Pure premium refers to that portion which is used to pay the probable losses. It refers to the amount that an insurer is supposed to pay for covering the claims. This amount or cost also included the cost of administrations or the investigation (Sukoon et al, 2018). Pure premium is a part of the whole premium. Pure premium is calculated by adding all the losses and the expenses that have loss adjusted over a period that is given. After finding the losses, that number is divided by the units of exposure which gives pure premium.
Employer purchased insurance of health results in more comprehensive health cover as the insurance is not taxed due to which high earners would like to put in more dollars in the insurance for more health comprehensive insurance (Emanuel, Glickman & Johnson, 2017). This will reduce their income and they will not be pushed into higher tax brackets. Due to this employees invest their income in employer purchased insurance and buy more comprehensive health insurance. This is the reason that employer purchased insurance of health results in more comprehensive health coverage than other health insurance. It is a method of saving the tax for the employees.
Premiums that are paid to employment-based health insurance are excluded from payroll taxes. This exclusion saves workers around $250 billion a year. Lowe sharing of cost makes consumers less sensitive to the prices and promotes medical services that are not of much value. Capping the tax exclusion will help in moving towards a system that is equitable and efficient. A study by Urban Institute depicts that if a cap is set at 75th percentile of premium and other benefits related to medical then employers will be able to produce $264 billion and preserve 93% of the tax subsidies (Burman et al., 2017). Employers will have an incentive to continue to provide the coverage and since the cap will be at 75th percentile employees will have a reason to invest. Yet excessive investment will bring in tax. Thus capping is the best solution for health insurance.
Adverse selection refers to a situation where insurance company extends the coverage of insurance of the applicant whose risk that is actual is higher than the risk that is known by the insurance companies (Lauremann & Wolinsky, 2106). The companies suffer effects that are adverse because of the offering cost of coverage as than appropriate risk exposure is not reflected. For protecting themselves from adverse selection insurance companies are required to follow three principals. The very first is to identify the risk accurately and quantify it considering the lifestyle choices whether they will increase or decrease the risk level. The next is to have a well functioned system to verify the information of the insurance applicants. The third is to place the limits or the ceilings on the total exposure of financial risk. The premium will increase if the government prohibits insurers from adverse selection.
Community rating premiums are based on the rating of community allocated risks that are distributed evenly across the community. It means that everyone in the community pays the same regardless of gender or age or health or wellness (DiGiorgio et al, 2017). While inexperience related premiums, premiums are adjusted based on the history of health for those who are getting covered. In these premiums are lower for the healthy individuals. Community ratings are adjusted according to the whole community which means that consumers can't deny the coverage of insurance that is extremely high. The insurance company will pick high-risk people and increase the premium that in turn will be borne by all the community members.
Increased in health expenditure improved the development of medical technology. More money was put into research to find the cure that led to the development of technology in the field of medicines (Kehaan et al, 2016). On the other hand, studies have shown that when the spending on medical increases then a reasonable value is derived. Improvement in technology is increasing the cost but at the same time, it is decreasing the cost that will occur in the future so development is important for health care even if it means that one has to pay more today.
Burman, L. E., Toder, E. J., Berger, D., & Rohaly, J. (2017).
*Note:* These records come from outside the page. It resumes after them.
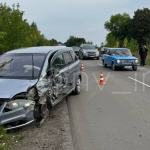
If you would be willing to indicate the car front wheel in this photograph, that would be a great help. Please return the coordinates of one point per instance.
(134, 68)
(104, 64)
(78, 87)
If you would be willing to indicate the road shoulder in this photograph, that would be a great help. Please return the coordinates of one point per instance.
(53, 135)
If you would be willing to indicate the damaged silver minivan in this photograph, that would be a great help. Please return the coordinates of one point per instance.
(33, 80)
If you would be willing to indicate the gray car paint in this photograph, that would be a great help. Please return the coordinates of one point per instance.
(11, 87)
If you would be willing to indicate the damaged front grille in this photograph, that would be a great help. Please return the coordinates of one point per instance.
(2, 101)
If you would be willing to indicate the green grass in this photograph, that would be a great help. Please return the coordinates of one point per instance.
(8, 140)
(147, 58)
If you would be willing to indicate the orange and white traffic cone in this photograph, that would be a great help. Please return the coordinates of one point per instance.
(82, 67)
(101, 82)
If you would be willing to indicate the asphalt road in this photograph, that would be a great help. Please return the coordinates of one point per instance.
(115, 116)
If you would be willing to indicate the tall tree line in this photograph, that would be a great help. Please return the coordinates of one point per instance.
(125, 31)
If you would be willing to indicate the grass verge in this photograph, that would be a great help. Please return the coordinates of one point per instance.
(8, 140)
(138, 56)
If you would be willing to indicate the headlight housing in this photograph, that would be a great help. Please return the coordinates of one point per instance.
(97, 53)
(31, 94)
(85, 53)
(118, 61)
(19, 103)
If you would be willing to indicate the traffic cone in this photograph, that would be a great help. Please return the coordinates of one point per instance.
(101, 82)
(82, 67)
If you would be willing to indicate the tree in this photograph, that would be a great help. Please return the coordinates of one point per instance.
(133, 45)
(117, 44)
(141, 25)
(110, 40)
(125, 43)
(118, 26)
(53, 42)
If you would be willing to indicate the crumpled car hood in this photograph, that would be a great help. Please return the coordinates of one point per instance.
(125, 57)
(11, 87)
(91, 50)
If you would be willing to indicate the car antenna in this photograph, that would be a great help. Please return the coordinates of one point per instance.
(32, 68)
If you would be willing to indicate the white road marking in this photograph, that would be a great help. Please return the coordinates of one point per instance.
(100, 64)
(121, 92)
(139, 81)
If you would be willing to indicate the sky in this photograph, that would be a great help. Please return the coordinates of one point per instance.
(59, 19)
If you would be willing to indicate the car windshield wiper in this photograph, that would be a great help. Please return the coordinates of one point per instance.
(117, 53)
(5, 63)
(124, 53)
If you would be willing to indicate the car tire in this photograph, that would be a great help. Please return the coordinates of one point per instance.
(134, 68)
(77, 90)
(97, 58)
(104, 64)
(82, 57)
(113, 66)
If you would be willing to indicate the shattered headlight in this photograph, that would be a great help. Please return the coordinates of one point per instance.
(118, 61)
(19, 103)
(31, 94)
(97, 53)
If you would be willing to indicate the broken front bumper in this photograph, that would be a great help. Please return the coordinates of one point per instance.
(16, 118)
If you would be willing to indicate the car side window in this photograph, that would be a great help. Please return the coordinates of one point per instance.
(74, 57)
(58, 62)
(67, 58)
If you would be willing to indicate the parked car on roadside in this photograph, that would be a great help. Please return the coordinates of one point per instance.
(103, 51)
(76, 49)
(119, 57)
(32, 80)
(88, 51)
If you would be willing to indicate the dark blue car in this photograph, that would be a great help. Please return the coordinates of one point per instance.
(119, 57)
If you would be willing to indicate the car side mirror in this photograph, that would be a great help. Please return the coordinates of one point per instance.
(55, 71)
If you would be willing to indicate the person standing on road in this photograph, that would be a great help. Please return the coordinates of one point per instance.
(146, 51)
(143, 52)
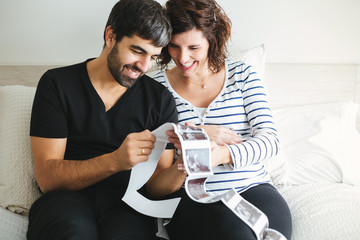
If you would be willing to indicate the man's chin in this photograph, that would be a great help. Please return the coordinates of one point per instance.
(127, 81)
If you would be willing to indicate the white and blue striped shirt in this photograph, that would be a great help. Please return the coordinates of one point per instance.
(241, 106)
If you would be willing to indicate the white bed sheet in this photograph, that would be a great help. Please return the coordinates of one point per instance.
(324, 211)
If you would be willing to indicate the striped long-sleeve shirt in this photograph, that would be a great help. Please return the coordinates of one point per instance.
(241, 106)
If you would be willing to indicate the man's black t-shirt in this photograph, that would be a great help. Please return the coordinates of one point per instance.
(66, 105)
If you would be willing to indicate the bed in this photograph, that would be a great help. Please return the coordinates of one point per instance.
(315, 107)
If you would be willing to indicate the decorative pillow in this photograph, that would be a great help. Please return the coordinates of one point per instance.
(254, 57)
(18, 188)
(314, 138)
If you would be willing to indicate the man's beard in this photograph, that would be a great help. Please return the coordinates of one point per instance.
(117, 69)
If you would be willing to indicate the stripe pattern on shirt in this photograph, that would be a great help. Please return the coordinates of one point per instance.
(243, 107)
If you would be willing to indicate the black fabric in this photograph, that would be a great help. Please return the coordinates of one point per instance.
(66, 105)
(94, 213)
(194, 221)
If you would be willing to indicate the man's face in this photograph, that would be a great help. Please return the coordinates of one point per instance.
(131, 58)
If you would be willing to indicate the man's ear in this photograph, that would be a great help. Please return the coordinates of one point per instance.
(110, 37)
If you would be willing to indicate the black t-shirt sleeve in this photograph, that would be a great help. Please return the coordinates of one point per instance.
(48, 115)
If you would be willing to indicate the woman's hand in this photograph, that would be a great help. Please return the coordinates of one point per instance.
(220, 155)
(219, 134)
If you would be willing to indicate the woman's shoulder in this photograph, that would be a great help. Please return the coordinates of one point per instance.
(235, 65)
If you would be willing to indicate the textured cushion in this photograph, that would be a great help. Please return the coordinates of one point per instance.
(319, 142)
(18, 189)
(324, 211)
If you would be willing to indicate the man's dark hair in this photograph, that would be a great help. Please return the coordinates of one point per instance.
(145, 18)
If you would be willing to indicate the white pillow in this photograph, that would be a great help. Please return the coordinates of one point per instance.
(18, 188)
(254, 56)
(313, 139)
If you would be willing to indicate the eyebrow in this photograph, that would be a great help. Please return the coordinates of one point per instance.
(194, 45)
(142, 50)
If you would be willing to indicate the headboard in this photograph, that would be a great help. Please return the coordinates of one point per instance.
(287, 84)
Economic and distributional effects of tax expenditure limits. The Economics of Tax Policy, 109-144.
DiGiorgio, A. M., Mummaneni, P. V., Virk, M. S., & Sharan, A. D. (2017). Subsidizing the sick: How community rating works. Clinical Spine Surgery, 30(10), 457-458.
Emanuel, E. J., Glickman, A., & Johnson, D. (2017). Measuring the burden of health care costs on US families: The affordability index. Jama, 318(19), 1863-1864.
Keehan, S. P., Poisal, J. A., Cuckler, G. A., Sisko, A. M., Smith, S. D., Madison, A. J., ... & Lizonitz, J. M. (2016). National health expenditure projections, 2015–25: Economy, prices, and aging expected to shape spending and enrollment. Health Affairs, 35(8), 1522-1531.
Lauermann, S., & Wolinsky, A. (2016). Search with adverse selection. Econometrica, 84(1), 243-315.
Sukono, R., Lesmana, E., Wulandari, R., Napitupulu, H., & Supian, S. (2018). Model estimation of claim risk and premium for motor vehicle insurance by using the Bayesian method. In IOP Conf. Series: Materials Science and Engineering (Vol. 300, p. 012027).